I was reminded this past weekend of the difference between what I thought of as fun when I was a schoolboy, and what we consider enjoyable, or even tolerable, as adults.  Having built up a considerable fire at our campsite in beautiful Brazos Bend State Park, I was just beginning to look forward to consuming a delicious chicken and vegetable scout pack slow-cooked over hardwood coals when the sky unexpectedly opened up and a deluge ensued.  The grown-up in me reasoned, quite lucidly I thought, that it might indeed be time to pack it in, find a fast food outlet, and settle for, if not a gourmet then at least an indoor, dinner.  The adolescent that perpetually lurks deep in my psyche, however, had other ideas.  More about keeping fires burning in the rain momentarily.  Allow me first to highlight a few of the tangible and enduring benefits of scouting.

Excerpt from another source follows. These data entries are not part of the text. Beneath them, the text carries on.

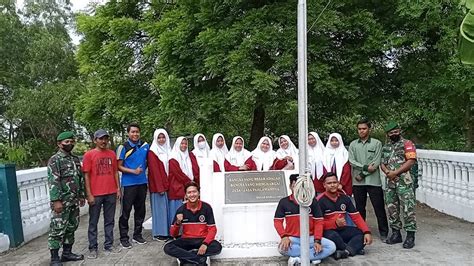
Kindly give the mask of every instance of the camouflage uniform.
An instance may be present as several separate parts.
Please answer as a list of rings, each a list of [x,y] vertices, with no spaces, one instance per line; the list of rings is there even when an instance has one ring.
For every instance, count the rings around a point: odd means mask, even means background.
[[[59,150],[48,161],[51,224],[48,237],[49,249],[59,249],[62,244],[74,243],[74,232],[79,226],[79,202],[85,199],[84,177],[79,158]],[[63,203],[63,211],[56,213],[53,201]]]
[[[382,148],[382,163],[390,171],[400,168],[409,159],[416,160],[415,145],[409,140],[400,138],[395,143],[389,141]],[[410,171],[398,176],[397,180],[391,181],[387,178],[385,203],[388,209],[388,221],[392,229],[400,230],[402,228],[401,213],[403,213],[404,229],[416,231],[416,202],[413,186]]]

      First, and perhaps most impressively from my point of view at least, participation in scouting improves school performance.  In a recent Harris Interactive poll (which randomly surveyed 1524 adults and 1714 children from both public and private schools to assess the impact of scouting in a number of areas) twenty nine percent of individuals participating in scouting for five years or more categorized themselves as “mostly A” students, compared with 17% of those never involved.  Individuals not ever associated with scouting were, in contrast, three times as likely to report being “mostly B or C” students.  The survey also revealed that both high school and college graduation rates improve when boys have had at least some association with scouting.  The difference in college graduation rates was most telling; 35% of young men with five or more years of scouting experience graduated from college, compared to 19% of those who had not been scouts.  In purely financial terms, this amounts to a $20,000 per year boost in income, and a greater chance that the former scout will become at some point a homeowner. 

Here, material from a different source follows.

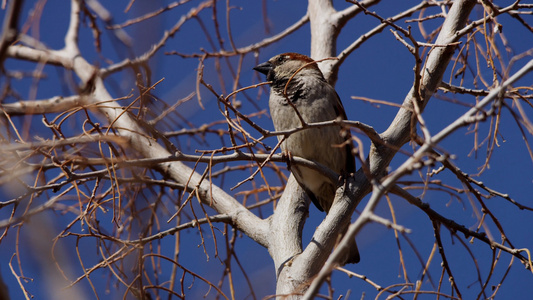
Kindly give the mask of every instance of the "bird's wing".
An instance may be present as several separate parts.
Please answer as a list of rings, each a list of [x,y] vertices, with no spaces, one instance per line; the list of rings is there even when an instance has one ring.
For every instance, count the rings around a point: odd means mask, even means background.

Moving past the simple economic impact of having been involved in scouting, however, are a number of less concrete, but no less important, advantages.  The survey indicated that participating in scouting increases self-confidence, as well as empathy and respect for others.  Scouts are also more physically fit, environmentally aware, and patriotic than their counterparts.  Just in case anyone concludes from this that scouting somehow gets in the way of other extracurricular activities for our boys, let me provide you with one last fact.  Adolescent boys and young men involved in scouting are also more likely than their non-scouting counterparts to participate in organized sports, any of the arts, hobbies, and school clubs. 

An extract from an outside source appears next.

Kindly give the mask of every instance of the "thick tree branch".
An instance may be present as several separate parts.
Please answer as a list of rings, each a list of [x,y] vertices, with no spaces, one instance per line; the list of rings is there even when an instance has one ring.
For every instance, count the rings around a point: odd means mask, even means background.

When I articulated to the assembled Cub and Boy Scouts my plan to protect and preserve our awesome one-match-for-the-entire-weekend fire, our boys (ages 10 to 14) happily took turns standing in the rain holding a multicolored golf umbrella over the rapidly declining blaze.  This both perplexed and amused their mother as she looked on from a nearby, and (it should be said) drier, location.  Yes, there is much more to the experience of scouting than building fires, and as adults we experience great difficulty in trying to understand the attraction of standing around and laughing giddily in the pouring rain.  Here, though, was the pure joy of scouting richly manifested on a soggy camping trip by four boys determinedly protecting a fire using a sunshade likely never intended for that purpose.  So I did what seemed logical at the time—I joined them in the rain.  Momentary comfort can be over-rated, but the unadulterated pleasure of keeping the scouting fire glowing amid the torrent of a storm (both the literal and figurative kinds of each) simply can’t be.